While Royal Dutch Shell has closed up shop or begun to make plans to leave certain countries, one country that they plan on staying in is the Middle Eastern country of Oman. That became clear on April 28, when they announced the signing of a Heads of Agreement (HOA) deal with the Oman Oil Company Exploration & Production (OOCEP) that will consider further exploration in the area known as Block 42.

This area, located in the mountain area of Oman’s northeast coast, encompasses nearly 10,000 square miles. Hydrocarbons has already been detected as a result of exploration wells that were dug, with the HOA signed in order to check on the viability of the area. This will be handled having company personnel fly over the area and assess the situation.

Shell and Omani oil interests already have working relationships in other areas, with the company’s interest in expanding their market share in liquefied natural gas (LNG) one aspect of this move. Shell currently owns 30 percent of Oman LNG LLC, which includesa gas well development, pipelines that can transport the gas and a plant to process gas that’s obtained.

In addition, Shell Oman Marketing is 49 percent-owned by Royal Dutch Shell and focuses on management of filling stations under the Shell brand. Finally, Petroleum Development Oman is focused on exploration of new gas projects, with Shell having 34 percent ownership.

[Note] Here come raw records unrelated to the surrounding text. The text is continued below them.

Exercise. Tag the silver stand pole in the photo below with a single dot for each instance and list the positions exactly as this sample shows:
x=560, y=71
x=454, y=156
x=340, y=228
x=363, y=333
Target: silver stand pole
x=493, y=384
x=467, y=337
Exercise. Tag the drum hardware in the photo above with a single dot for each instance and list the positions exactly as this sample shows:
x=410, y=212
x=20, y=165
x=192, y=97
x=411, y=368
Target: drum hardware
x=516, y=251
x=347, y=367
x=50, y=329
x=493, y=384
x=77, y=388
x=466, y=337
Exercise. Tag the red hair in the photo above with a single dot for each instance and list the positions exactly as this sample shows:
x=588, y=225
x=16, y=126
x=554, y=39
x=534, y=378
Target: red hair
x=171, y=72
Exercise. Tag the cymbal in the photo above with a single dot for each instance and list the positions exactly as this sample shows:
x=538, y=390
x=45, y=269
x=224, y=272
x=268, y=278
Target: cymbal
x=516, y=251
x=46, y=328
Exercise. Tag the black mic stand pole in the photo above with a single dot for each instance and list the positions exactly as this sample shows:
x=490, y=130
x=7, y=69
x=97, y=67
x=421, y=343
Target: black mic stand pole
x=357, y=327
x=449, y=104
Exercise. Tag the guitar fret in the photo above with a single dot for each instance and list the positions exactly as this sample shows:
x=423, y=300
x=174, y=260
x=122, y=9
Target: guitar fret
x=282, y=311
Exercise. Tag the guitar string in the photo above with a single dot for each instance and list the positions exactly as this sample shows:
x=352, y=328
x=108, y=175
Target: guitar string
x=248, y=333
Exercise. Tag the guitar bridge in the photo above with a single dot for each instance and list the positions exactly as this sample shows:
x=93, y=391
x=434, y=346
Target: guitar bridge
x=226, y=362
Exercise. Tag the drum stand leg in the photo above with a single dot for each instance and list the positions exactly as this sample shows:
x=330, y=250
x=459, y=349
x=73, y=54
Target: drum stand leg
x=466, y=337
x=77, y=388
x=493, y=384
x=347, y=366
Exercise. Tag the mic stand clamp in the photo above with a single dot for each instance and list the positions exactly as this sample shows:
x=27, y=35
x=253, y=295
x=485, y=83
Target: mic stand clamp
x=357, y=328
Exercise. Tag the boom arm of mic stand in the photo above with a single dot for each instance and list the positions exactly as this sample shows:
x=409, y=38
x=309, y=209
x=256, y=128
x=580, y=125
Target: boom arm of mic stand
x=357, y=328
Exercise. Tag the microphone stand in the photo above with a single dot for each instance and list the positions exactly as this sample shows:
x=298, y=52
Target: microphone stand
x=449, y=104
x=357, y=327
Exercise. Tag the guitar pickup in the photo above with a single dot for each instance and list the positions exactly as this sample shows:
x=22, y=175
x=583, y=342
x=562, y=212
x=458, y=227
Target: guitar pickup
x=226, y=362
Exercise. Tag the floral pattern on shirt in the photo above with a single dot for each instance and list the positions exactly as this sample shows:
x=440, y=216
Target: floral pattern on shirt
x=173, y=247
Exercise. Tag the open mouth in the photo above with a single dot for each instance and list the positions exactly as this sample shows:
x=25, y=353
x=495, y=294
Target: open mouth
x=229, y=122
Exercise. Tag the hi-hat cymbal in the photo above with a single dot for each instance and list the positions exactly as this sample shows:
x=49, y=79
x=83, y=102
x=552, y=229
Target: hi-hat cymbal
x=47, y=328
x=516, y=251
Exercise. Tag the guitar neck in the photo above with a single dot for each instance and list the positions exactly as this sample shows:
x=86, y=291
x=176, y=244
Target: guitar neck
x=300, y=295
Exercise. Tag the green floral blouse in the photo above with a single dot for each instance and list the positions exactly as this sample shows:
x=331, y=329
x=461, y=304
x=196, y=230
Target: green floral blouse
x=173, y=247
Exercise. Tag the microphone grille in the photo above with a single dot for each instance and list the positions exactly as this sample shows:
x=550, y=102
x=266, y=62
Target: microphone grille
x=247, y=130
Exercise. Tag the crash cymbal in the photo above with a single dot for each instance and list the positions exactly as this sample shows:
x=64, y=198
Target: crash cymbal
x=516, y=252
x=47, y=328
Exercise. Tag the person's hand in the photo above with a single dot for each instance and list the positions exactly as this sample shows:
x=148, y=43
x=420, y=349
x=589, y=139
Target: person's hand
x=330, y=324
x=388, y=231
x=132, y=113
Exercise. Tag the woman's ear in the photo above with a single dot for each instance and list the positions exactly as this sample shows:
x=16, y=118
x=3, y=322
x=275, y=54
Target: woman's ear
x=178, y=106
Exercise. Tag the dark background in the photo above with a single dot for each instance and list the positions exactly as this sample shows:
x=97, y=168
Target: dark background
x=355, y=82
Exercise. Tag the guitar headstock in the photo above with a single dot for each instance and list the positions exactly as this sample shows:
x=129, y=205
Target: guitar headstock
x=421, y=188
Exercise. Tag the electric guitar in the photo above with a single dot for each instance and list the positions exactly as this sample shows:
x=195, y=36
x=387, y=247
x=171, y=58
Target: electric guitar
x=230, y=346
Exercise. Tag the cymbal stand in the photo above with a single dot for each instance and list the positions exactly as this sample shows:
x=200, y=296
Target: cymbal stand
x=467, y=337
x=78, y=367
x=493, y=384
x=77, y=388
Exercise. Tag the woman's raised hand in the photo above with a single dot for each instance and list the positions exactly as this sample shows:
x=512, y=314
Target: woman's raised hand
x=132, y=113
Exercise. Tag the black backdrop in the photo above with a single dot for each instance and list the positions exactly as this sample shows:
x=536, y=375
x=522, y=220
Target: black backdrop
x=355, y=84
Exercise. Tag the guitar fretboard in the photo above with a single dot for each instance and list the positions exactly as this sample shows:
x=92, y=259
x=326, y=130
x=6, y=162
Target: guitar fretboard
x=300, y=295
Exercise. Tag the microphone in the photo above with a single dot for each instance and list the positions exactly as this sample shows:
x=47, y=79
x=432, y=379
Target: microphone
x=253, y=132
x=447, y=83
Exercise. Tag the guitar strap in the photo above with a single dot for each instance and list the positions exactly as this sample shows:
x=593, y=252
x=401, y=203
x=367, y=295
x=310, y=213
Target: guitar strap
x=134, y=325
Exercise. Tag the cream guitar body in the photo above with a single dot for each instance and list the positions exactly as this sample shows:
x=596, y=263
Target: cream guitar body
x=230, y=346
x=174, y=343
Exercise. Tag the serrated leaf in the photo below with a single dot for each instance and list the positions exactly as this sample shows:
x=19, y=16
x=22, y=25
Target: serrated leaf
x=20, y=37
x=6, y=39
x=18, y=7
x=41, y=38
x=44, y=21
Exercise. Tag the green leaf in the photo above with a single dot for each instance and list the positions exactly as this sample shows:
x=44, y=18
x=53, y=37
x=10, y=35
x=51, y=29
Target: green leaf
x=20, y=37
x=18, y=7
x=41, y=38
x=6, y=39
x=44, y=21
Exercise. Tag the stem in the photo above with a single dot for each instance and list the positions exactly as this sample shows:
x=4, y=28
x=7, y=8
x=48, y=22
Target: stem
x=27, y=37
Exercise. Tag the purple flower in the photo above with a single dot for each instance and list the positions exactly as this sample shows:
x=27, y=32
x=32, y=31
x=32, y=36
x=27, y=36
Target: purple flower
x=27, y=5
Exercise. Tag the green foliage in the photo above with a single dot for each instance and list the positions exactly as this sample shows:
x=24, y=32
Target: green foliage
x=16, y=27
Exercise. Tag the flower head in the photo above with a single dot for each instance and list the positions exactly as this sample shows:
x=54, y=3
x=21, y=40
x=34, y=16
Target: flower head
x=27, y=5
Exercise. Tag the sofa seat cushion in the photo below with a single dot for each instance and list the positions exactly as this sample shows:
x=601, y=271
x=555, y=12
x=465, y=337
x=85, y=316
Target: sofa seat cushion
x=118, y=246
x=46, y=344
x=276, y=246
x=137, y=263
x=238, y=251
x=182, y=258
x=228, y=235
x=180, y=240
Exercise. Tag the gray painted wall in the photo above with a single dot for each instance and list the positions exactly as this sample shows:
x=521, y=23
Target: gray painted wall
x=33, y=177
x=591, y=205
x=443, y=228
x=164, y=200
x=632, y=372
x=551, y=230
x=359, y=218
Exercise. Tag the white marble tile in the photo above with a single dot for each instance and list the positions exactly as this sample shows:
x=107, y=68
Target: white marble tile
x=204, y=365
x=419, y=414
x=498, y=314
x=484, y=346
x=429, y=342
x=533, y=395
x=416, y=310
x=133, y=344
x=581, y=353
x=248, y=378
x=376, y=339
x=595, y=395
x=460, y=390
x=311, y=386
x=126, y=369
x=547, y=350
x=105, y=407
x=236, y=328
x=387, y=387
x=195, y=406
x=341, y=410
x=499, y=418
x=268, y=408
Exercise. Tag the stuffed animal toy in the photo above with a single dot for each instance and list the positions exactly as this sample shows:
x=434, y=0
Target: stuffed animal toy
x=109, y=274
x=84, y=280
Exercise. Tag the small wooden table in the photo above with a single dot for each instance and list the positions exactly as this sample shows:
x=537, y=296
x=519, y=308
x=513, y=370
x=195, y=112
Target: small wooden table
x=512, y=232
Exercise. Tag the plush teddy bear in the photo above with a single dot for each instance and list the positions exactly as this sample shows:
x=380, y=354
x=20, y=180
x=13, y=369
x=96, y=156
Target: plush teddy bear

This isn’t the first agreement between Shell and OOCEP, with the two companies having previously signed an agreement to explore the Pearls oil project in the Caspian Sea in Kazakhstan. The origin of that effort began with its discovery in 2007, with exploration at the oil fields of Tulpar and Naryn following in the next few years. The potential recoverable reserves is approximately 119 million tons.